In the early days of the war, and to the indignation of the countries of Central Europe, Emmanuel Macron and Olaf Scholz, when France and Germany were still wondering whether they had any strategic autonomy vis-à-vis the United States, asked not to put Putin in a corner and leave him an honorable exit in case things don’t go well for him. But it was one thing to imagine the failure of the Ukrainian campaign and another, very different, to think of an implosion of Russia in the form of a civil war, which is what we have been witnessing since Friday night.
During the next few hours, conspiratorial versions will circulate about the involvement of the United States in the crisis in Russia. The war in Ukraine would, according to this version, be an instrument of the neocons to bring about regime change in Moscow. But frankly, it doesn’t look like Wagner is a Washington weapon. The truth is that very few analysts could have imagined such an outcome, a crisis that does not bode well. Because in the current circumstances, after Putin what comes is something much worse than Putin. More militaristic and much more dangerous for stability in Europe.
The trigger for this situation is Yevgeny Prigozhin, a man to whom the best-documented book on the Russian president, Putin’s Men, by Catherine Belton, only devotes a couple of paragraphs to him. Belton dispenses with his past as a chef and goes straight to his involvement and funding of an army of trolls who in 2016 interfered in the US election to get them to vote for Trump.
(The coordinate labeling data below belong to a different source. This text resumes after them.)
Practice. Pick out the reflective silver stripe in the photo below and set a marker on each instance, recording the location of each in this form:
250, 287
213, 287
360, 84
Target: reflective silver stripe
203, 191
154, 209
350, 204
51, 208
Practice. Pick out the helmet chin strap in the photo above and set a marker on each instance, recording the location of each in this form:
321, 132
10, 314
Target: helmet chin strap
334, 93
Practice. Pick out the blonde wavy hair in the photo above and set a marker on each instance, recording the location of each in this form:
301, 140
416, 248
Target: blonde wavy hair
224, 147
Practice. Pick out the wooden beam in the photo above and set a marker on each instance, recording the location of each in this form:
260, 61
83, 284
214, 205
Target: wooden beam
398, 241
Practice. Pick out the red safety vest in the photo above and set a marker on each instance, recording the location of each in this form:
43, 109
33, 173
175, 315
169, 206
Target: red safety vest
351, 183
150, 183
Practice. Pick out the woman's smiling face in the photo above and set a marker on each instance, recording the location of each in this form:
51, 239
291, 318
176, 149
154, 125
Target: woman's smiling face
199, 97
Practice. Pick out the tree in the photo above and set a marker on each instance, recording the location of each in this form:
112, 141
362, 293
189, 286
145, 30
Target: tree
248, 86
He does not mention Wagner, another State operation created in 2014 with the aim of creating a group of mercenaries capable of reaching where the Russian army could not.
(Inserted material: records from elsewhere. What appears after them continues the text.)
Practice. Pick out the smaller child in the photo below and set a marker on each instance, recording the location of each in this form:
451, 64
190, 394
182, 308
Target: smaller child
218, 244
One of the big problems that the Soviet Union bequeathed to the Russian governments of the nineties was the size of the army. It was an outdated, expensive and endemically corrupt structure, an institution that sucked up a significant part of the State budget. It needed to be reformed. But in the new Russia there was no money.
The 2000s were good for President Putin. Oil was expensive, the budget improved and by 2008 the government had already paid off the international credits that Russia owed. He commissioned Serguei Xoigú to modernize the army to make it smaller and more dynamic. But that mirage faded in 2022, when the column of tanks and armored vehicles advancing from Belarus to Kyiv was bogged down by obvious logistical and supply problems.
The inadequacies of the army in Ukraine opened the door for Wagner, who concentrated his forces in symbolic areas of the front, such as Bakhmut, where the men enlisted by Wagner were cannon fodder for a campaign that was very costly in lives. At the time, Prigozhin was already a giant with political ambitions, a man who insulted in his videos high-ranking military leaders like Xoigu, whom he accused of corruption.
This is the man Putin now fears. Fiona Hill, one of the best experts on Russia in the American administration, has explained that Putin has been one of the men who has best known how to use fear as a political weapon. He knows his worth and has not hesitated to use the fear of nuclear holocaust when his campaign in Ukraine has shown signs of failure. Now he is the one who is afraid of a man with medieval gestures whom he did not even dare to mention in his empty speech this Saturday morning.
This is the third time Russia has experienced it in the last thirty years. In the first, against Mikhail Gorbachev in 1991, the old communist apparatus failed. In the second, propitiated by Boris Yeltsin in 1993, he got away with it. It is not at all clear what will happen in the next few hours.